No, not at all. The realities on the ground. Say 180,000 people work for the Palestinian Authority, with about one million benefiting from their salaries. These people, doctors, teachers and nurses, will not be fired the moment Mahmoud Abbas, the Palestinian president, gives Netanyahu the keys to the West Bank. Somebody will have to run daily life. It will not be Israelis, though the Israelis will be the officers, and they will have to be recruited again. The Palestinian leadership will just become part of the PLO, as they are already, and the PLO will become stronger in the West Bank. So it is not such a big revolution for the Palestinians, but it will be very significant burden for Israel. The existing security arrangements with Israel will not be available. The budget will not come from foreign donors. This might trigger American involvement, or an Israeli understanding that the status quo is intolerable.

Is the window of opportunity for the two-state solution is closed?

This is nonsense. I don’t believe there is any prospect of Israel having a non-Zionist prime minister. So there is no chance of have a single state for Jews and Arabs or a bi-national state. Israel will never be a part of a bi-national state.

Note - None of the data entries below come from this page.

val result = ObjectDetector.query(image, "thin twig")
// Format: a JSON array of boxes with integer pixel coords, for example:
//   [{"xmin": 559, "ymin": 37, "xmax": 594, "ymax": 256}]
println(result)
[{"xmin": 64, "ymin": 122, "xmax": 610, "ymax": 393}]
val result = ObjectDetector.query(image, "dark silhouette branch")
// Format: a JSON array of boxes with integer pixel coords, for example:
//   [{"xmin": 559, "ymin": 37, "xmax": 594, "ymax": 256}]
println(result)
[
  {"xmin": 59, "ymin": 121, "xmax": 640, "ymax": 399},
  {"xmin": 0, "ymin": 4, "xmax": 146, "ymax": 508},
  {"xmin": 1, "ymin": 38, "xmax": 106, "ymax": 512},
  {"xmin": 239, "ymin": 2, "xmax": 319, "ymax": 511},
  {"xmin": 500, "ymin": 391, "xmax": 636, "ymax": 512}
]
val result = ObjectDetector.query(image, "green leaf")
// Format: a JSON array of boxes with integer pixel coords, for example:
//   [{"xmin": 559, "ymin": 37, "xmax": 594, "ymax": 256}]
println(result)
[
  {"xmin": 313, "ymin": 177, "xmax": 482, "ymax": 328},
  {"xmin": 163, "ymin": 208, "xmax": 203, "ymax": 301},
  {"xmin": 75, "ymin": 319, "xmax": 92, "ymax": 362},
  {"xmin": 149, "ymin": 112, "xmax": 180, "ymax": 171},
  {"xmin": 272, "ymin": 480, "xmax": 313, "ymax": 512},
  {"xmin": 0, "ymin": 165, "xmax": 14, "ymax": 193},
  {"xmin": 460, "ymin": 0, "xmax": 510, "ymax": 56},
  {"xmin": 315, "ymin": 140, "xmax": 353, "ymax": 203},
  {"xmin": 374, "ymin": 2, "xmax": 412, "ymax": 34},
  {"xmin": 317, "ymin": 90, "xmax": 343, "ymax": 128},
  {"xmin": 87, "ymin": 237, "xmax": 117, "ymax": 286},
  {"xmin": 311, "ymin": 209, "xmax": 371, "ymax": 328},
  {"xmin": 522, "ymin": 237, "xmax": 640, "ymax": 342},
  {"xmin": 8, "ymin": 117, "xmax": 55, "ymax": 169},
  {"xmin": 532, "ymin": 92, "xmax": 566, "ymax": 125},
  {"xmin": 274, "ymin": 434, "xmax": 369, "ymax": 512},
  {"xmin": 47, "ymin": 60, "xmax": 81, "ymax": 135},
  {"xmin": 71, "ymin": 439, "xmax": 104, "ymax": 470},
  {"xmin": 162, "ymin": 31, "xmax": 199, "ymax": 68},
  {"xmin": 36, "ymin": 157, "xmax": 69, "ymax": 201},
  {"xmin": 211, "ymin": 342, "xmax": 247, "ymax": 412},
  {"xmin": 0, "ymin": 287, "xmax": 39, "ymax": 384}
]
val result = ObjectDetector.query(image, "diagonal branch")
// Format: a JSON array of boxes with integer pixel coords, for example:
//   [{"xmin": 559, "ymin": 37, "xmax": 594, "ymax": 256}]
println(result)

So what is going to happen?

Even if, God forbid, more settlements are built in the West Bank, at a certain moment Israel may withdraw, even unilaterally, and no one can prevent that. If it is a government of the Right, the withdrawal would be to a line near the separation barrier. Israel will say, you do what you want. You want to have a state, be our guest; you don’t want to have a state, be our guest. There would be no solution to the refugee problem or to Jerusalem, and Israel would annexe 8 per cent of the West Bank. There would be no agreement on passages, security, or the electromagnetic spectrum, or water.

When might that be?

I believe that in a matter of three or four years the world will see there is a majority of Palestinians between the Jordan River and the Mediterranean. At the moment there are 5.6 million Palestinians and about 6.4 million Jews. The 6.4 million includes non-Jews, such as the 300,000 Christians who came to Israel with their families from Russia. So we are talking of something like 5.6 million Palestinians and about 6 million Jews. Natural growth will change this balance very soon. I don’t think the world — the Americans — will accept it. Many Israelis will not accept it. If the Prime Minister of Israel is not ready to go for a comprehensive solution such as outlined in the Geneva Initiative (2003), he will do what Sharon did – withdraw behind the separation barrier.

Who is going to accept such a solution?

There is a border and it was built by a Likud leader named Sharon. In Israel, there is some legitimacy to withdrawing to the border, if push comes to shove.